Und dies sind nur einige wenige Beispiele der Verzerrungen.
| Nun mögen einige einwenden, daß der alte Text doch Gnostik beschreibt. – Ich stimme mit dieser Ansicht jedoch nicht überein.
Ursprünglich war ein 'Gnostiker' (ein 'Wissender'
auf Griechisch) jemand mit speziellem, außerordentlichem Wissen, der
das Große Bewußtsein direkt wahrnahm, und wußte, daß diese Wahrnehmung
auch allen anderen Menschen jederzeit zugänglich ist.
Im zweiten Jahrhundert n.

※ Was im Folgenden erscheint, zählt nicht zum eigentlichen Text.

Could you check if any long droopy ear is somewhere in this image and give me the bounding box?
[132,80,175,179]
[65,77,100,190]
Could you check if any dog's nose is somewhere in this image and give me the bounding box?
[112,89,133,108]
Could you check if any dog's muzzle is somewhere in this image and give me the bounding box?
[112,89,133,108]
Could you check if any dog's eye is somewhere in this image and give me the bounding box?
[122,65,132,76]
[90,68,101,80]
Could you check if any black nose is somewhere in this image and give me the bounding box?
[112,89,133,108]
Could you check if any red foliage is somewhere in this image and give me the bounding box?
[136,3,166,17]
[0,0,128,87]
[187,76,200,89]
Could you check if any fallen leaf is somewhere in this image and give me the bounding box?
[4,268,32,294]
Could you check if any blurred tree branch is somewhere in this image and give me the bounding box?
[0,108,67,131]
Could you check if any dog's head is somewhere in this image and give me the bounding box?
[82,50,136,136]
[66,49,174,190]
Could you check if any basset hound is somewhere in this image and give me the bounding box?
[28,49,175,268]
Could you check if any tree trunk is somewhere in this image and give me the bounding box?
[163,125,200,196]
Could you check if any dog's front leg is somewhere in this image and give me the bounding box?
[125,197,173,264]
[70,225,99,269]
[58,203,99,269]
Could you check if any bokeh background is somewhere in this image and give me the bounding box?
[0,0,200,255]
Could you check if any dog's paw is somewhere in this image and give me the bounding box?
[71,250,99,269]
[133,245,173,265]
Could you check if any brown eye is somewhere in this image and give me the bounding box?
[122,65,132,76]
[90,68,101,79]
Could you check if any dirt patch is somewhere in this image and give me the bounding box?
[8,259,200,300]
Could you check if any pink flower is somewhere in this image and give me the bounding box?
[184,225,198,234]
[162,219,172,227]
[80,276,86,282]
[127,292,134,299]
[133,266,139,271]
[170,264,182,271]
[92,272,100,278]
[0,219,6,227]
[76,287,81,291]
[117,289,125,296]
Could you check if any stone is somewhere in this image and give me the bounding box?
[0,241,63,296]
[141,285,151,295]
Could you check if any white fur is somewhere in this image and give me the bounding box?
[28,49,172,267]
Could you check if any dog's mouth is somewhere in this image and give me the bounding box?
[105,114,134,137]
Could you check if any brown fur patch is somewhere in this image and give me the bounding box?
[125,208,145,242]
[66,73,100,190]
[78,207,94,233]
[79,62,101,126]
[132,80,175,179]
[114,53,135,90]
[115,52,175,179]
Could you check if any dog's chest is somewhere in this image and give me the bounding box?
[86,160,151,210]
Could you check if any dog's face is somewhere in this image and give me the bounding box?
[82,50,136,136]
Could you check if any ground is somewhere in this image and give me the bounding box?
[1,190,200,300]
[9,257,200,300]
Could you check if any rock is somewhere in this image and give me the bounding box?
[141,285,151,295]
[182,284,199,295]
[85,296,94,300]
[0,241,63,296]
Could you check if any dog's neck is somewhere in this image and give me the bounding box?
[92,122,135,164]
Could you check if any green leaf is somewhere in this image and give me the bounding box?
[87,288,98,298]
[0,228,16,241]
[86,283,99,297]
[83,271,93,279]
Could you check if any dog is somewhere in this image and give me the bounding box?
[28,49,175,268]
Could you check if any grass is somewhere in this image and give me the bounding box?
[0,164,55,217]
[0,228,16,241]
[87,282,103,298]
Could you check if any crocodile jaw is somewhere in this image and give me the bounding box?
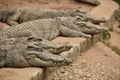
[26,50,72,67]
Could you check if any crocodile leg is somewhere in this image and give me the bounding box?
[7,11,21,26]
[27,37,73,54]
[59,25,91,38]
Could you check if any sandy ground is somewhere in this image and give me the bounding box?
[0,0,94,10]
[47,42,120,80]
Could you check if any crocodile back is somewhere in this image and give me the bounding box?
[18,8,68,23]
[0,18,60,40]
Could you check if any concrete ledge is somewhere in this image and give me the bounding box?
[0,0,119,80]
[0,68,43,80]
[90,0,119,28]
[52,35,100,58]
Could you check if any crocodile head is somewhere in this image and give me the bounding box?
[21,37,73,67]
[26,46,72,67]
[60,17,109,35]
[74,17,110,39]
[0,37,72,67]
[75,21,109,34]
[70,9,106,24]
[27,37,73,54]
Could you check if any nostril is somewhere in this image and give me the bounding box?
[53,61,56,64]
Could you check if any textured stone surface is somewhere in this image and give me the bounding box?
[0,68,43,80]
[90,0,119,28]
[52,37,86,59]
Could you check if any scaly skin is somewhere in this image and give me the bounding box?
[27,37,72,54]
[0,17,109,68]
[0,7,106,26]
[0,17,109,40]
[57,17,108,34]
[0,37,72,68]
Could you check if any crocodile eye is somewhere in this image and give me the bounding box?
[27,46,35,50]
[27,37,36,41]
[27,37,43,42]
[27,46,43,52]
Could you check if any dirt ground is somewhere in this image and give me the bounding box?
[0,0,94,10]
[47,42,120,80]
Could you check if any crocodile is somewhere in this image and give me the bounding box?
[0,17,109,41]
[0,37,72,67]
[0,7,106,26]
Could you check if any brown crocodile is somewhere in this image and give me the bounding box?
[0,17,109,41]
[0,37,72,67]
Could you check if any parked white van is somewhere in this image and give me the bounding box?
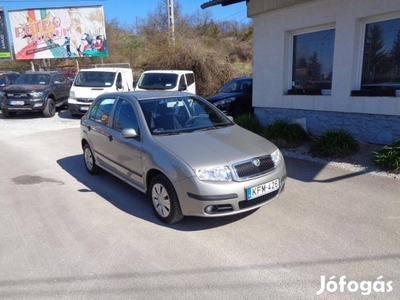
[68,64,133,116]
[134,70,196,94]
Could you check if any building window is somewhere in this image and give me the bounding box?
[359,17,400,96]
[290,29,335,95]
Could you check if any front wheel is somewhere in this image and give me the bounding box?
[1,109,16,118]
[148,174,184,224]
[43,98,56,117]
[83,143,101,174]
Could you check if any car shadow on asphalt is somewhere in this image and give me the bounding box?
[57,154,256,231]
[284,156,374,183]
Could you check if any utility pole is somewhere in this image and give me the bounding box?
[167,0,175,45]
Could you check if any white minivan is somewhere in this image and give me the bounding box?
[134,70,196,94]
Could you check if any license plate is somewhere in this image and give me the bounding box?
[246,179,279,200]
[10,100,24,105]
[80,106,89,111]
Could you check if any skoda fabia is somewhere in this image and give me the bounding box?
[80,91,287,223]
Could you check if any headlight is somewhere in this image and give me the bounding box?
[30,91,44,98]
[69,90,76,99]
[213,97,235,107]
[271,149,283,166]
[195,166,232,181]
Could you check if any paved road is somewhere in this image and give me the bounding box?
[0,111,399,299]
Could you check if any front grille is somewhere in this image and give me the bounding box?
[233,155,275,179]
[5,93,31,100]
[76,97,95,103]
[238,190,279,209]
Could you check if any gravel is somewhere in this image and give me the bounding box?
[1,108,399,181]
[0,109,80,136]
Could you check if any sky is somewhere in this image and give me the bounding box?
[0,0,250,26]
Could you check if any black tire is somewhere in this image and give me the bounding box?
[83,143,101,174]
[1,109,16,118]
[43,98,56,117]
[148,174,184,224]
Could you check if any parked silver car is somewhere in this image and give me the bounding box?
[80,91,287,224]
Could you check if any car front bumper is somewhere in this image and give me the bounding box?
[1,98,45,111]
[173,161,287,217]
[68,98,92,115]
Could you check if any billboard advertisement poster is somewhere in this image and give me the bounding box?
[0,9,11,59]
[8,5,108,60]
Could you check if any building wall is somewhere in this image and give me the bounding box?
[249,0,400,144]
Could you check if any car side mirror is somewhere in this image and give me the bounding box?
[178,83,187,91]
[121,128,139,139]
[116,82,123,89]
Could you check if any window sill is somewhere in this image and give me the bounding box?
[351,90,396,97]
[287,89,331,96]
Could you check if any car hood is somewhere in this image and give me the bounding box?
[205,92,243,103]
[154,125,278,169]
[2,84,48,92]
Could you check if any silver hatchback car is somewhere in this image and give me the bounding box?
[80,91,287,223]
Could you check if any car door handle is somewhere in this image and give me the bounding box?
[108,135,113,142]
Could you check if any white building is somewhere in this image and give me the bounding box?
[202,0,400,144]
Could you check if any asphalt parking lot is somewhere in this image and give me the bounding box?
[0,110,399,299]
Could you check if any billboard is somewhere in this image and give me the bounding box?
[0,9,12,59]
[8,5,107,60]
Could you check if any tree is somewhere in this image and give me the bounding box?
[389,28,400,82]
[308,52,322,81]
[362,24,386,84]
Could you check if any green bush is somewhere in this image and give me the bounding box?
[310,129,359,158]
[234,113,264,135]
[373,139,400,173]
[262,119,309,148]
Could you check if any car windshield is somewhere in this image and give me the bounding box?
[74,71,116,87]
[137,73,178,90]
[15,74,50,85]
[218,79,252,93]
[139,96,233,135]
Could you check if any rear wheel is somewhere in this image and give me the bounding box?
[43,98,56,117]
[148,174,184,224]
[83,143,101,174]
[1,109,16,118]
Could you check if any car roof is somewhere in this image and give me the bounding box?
[24,70,63,75]
[230,76,252,81]
[142,70,194,74]
[0,71,19,75]
[101,91,197,101]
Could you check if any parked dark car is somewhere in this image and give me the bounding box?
[0,70,71,118]
[205,77,253,117]
[0,72,20,91]
[81,91,287,224]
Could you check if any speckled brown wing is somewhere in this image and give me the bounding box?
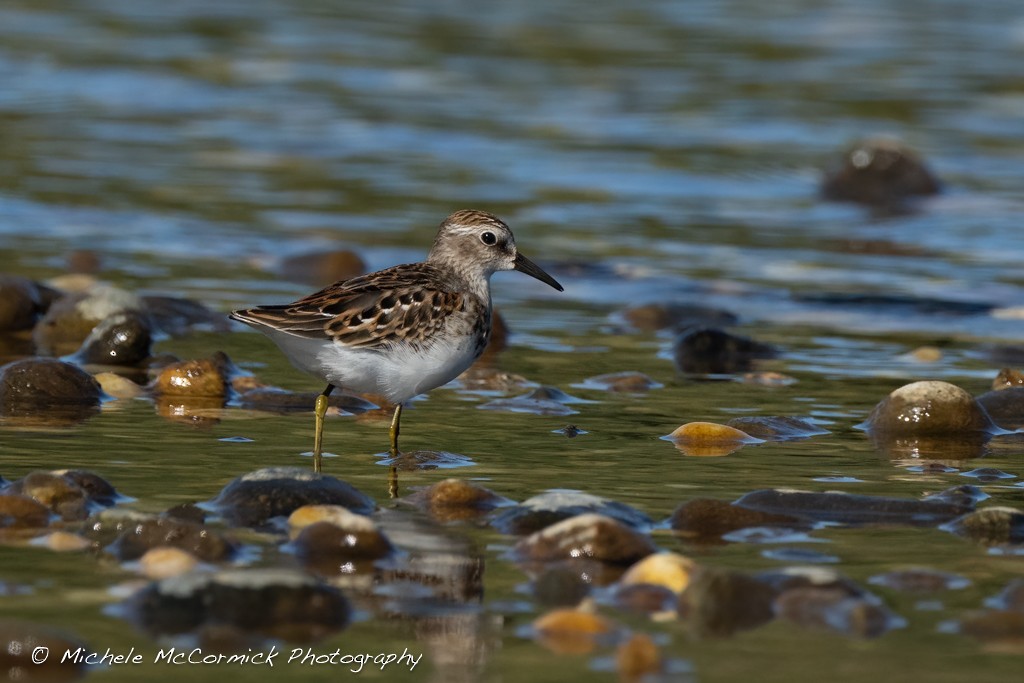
[230,263,467,350]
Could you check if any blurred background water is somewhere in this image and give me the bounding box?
[2,1,1024,681]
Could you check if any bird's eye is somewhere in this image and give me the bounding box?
[480,231,497,246]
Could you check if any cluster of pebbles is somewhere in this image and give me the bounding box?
[2,141,1023,680]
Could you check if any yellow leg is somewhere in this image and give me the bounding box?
[388,404,403,456]
[312,385,334,473]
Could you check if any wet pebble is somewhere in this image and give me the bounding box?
[944,506,1024,545]
[8,471,103,521]
[0,275,53,332]
[774,586,902,638]
[868,568,970,593]
[922,484,989,508]
[0,619,88,682]
[65,311,152,366]
[403,479,512,523]
[94,372,147,399]
[614,583,679,616]
[532,565,591,607]
[677,567,776,637]
[665,422,763,456]
[734,487,974,527]
[619,552,698,594]
[139,547,200,579]
[515,513,657,565]
[620,302,738,333]
[861,381,995,436]
[725,416,829,441]
[0,494,54,530]
[960,467,1016,481]
[292,519,394,571]
[976,387,1024,431]
[492,490,652,535]
[109,517,236,562]
[0,358,103,419]
[672,327,776,375]
[821,137,941,208]
[36,531,92,552]
[532,603,615,655]
[33,284,142,356]
[616,633,665,682]
[955,610,1024,646]
[575,371,662,393]
[131,568,351,641]
[209,467,375,527]
[992,368,1024,390]
[670,498,803,540]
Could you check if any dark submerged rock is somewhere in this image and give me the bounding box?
[670,498,804,540]
[821,138,941,208]
[0,358,103,420]
[734,488,973,527]
[66,311,152,366]
[0,619,88,682]
[131,568,350,641]
[621,303,738,333]
[677,568,777,637]
[292,519,394,570]
[404,479,512,523]
[868,568,970,593]
[142,295,231,335]
[575,371,662,393]
[237,388,377,414]
[0,494,52,530]
[109,517,236,562]
[492,490,652,535]
[725,416,829,441]
[478,386,584,416]
[0,275,52,332]
[976,387,1024,431]
[7,471,115,522]
[32,285,142,356]
[774,586,902,638]
[209,467,375,527]
[515,513,657,565]
[944,506,1024,545]
[672,327,776,375]
[532,565,592,607]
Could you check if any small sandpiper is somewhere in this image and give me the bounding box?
[231,209,564,472]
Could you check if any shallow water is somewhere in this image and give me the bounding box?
[2,0,1024,681]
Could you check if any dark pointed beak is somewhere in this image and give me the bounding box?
[514,252,564,292]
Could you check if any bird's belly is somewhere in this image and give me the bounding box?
[313,335,480,403]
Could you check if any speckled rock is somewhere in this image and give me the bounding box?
[734,488,973,527]
[0,494,51,531]
[0,619,88,682]
[131,568,351,641]
[861,381,996,436]
[677,568,777,637]
[775,586,902,638]
[670,498,804,540]
[0,275,53,332]
[976,387,1024,431]
[725,416,829,441]
[66,311,152,366]
[209,467,375,528]
[0,359,103,418]
[672,327,776,375]
[404,479,512,523]
[492,490,652,535]
[109,516,236,562]
[822,138,941,208]
[944,506,1024,545]
[515,513,657,565]
[33,284,142,356]
[154,353,234,399]
[621,303,738,333]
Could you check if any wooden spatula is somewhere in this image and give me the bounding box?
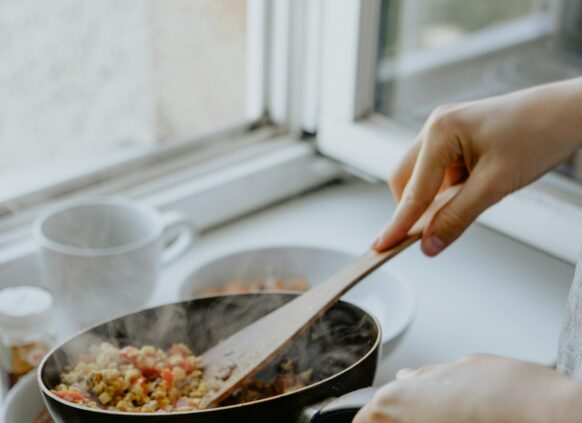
[200,186,461,408]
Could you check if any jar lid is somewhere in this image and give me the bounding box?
[0,286,53,330]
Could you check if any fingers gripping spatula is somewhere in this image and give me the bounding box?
[200,186,461,408]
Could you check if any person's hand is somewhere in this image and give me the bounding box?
[353,354,582,423]
[373,78,582,256]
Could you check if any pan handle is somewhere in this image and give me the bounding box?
[310,387,378,423]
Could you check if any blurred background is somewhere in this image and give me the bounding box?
[2,0,581,183]
[0,0,247,176]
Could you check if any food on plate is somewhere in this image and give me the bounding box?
[198,277,309,296]
[34,408,54,423]
[52,342,313,413]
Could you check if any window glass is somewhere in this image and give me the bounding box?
[375,0,582,182]
[0,0,246,177]
[396,0,544,52]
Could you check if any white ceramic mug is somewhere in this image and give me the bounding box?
[33,198,196,329]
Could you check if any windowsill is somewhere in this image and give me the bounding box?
[0,120,259,217]
[0,137,342,288]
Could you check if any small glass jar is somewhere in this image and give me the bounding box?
[0,286,55,393]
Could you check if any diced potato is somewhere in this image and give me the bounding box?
[98,392,112,405]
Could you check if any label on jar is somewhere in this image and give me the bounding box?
[0,341,49,388]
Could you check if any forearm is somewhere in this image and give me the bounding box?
[550,377,582,423]
[519,77,582,150]
[496,77,582,157]
[471,362,582,423]
[462,77,582,187]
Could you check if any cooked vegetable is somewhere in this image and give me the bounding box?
[52,342,207,412]
[52,342,313,413]
[198,277,309,296]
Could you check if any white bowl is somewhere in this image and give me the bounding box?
[2,371,44,423]
[179,245,417,348]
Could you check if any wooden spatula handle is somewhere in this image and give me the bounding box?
[201,185,462,408]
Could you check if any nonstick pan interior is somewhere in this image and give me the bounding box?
[39,293,380,422]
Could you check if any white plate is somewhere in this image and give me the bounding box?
[2,371,44,423]
[179,245,417,348]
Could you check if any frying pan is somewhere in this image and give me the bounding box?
[38,293,381,423]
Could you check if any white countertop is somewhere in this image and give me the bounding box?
[152,179,575,386]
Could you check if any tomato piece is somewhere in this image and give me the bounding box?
[53,390,86,402]
[161,368,174,390]
[177,360,194,373]
[140,367,160,380]
[118,346,138,364]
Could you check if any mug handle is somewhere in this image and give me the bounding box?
[161,211,197,265]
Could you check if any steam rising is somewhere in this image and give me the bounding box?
[36,200,165,329]
[37,206,378,408]
[42,293,377,401]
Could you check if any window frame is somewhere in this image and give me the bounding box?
[317,0,582,264]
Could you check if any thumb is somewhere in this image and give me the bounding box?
[422,168,503,256]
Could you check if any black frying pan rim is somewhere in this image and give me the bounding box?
[38,292,382,417]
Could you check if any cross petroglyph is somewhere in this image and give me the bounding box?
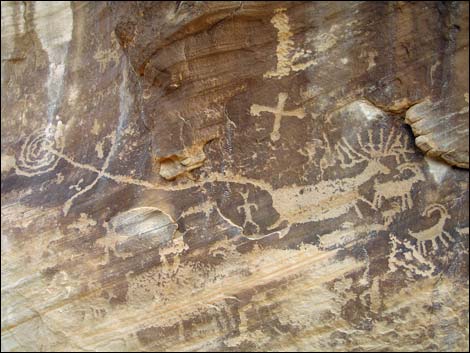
[250,92,305,142]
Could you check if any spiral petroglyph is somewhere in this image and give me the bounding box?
[16,125,64,176]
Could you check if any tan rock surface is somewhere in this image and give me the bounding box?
[1,1,469,351]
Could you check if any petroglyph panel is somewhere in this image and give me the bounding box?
[1,2,469,352]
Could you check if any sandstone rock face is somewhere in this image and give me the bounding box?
[1,1,469,352]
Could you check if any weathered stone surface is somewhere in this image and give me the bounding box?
[405,98,469,168]
[1,1,469,352]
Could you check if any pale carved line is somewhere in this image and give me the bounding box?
[62,133,117,215]
[264,8,315,79]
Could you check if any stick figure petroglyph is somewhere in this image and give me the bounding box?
[250,92,305,142]
[236,190,260,234]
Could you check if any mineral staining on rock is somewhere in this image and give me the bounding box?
[1,1,469,352]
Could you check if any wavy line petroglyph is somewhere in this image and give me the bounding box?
[16,125,245,216]
[264,8,315,79]
[408,204,452,255]
[250,92,305,142]
[62,133,117,215]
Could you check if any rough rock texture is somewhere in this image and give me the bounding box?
[1,1,469,352]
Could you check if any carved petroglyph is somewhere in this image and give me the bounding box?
[69,178,84,191]
[15,123,210,215]
[337,132,383,169]
[337,127,413,168]
[408,204,452,255]
[236,190,260,233]
[373,163,425,211]
[15,126,169,205]
[63,132,117,215]
[91,120,101,136]
[94,33,122,73]
[318,133,336,178]
[270,128,415,225]
[15,118,419,245]
[16,125,65,177]
[264,8,315,79]
[382,202,402,226]
[95,140,105,159]
[250,92,305,142]
[388,233,436,277]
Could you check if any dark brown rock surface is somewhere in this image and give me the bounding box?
[1,1,469,351]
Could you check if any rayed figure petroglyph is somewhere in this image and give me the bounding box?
[268,127,415,226]
[408,204,453,255]
[372,163,426,211]
[250,92,305,142]
[336,128,414,168]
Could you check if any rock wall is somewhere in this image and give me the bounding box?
[1,1,469,351]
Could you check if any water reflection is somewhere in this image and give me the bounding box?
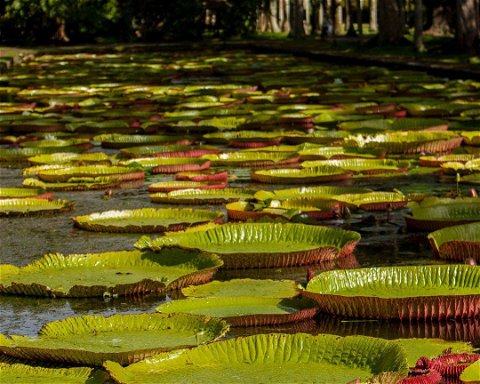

Chr. jedoch wurde 'Gnostizismus'
zu einer künstlichen Klassifikation, zu einem bloßen Etikett, das die
orthodoxe, konservative Fraktion dazu benutzte die expansive,
ekstatische Gemeinschaft derer, die von der ursprünglichen Botschaft
Jesu inspiriert war, einzuordnen, - um sie zerstören zu können.
Gnostik – so wie sie heute definiert wird, - ist nur ein vages, mattes
Abbild dessen, was sie ursprünglich war. Der Grund dafür ist leicht
gefunden: - Die einzige Information, die wir – abgesehen von den Nag
Hammadi Schriftrollen - über die Gnostik haben, stammt ausschließlich
aus Dokumenten derer, die diese Richtung faktisch auslöschten
(Irenaeus, Tertullian etc.). Für wie zuverlässig hielten wir denn
Informationen über eine Widerstandsbewegung gegen einen Diktator, die
nur auf Dokumenten derer basiert, die diese Bewegung ausrotteten.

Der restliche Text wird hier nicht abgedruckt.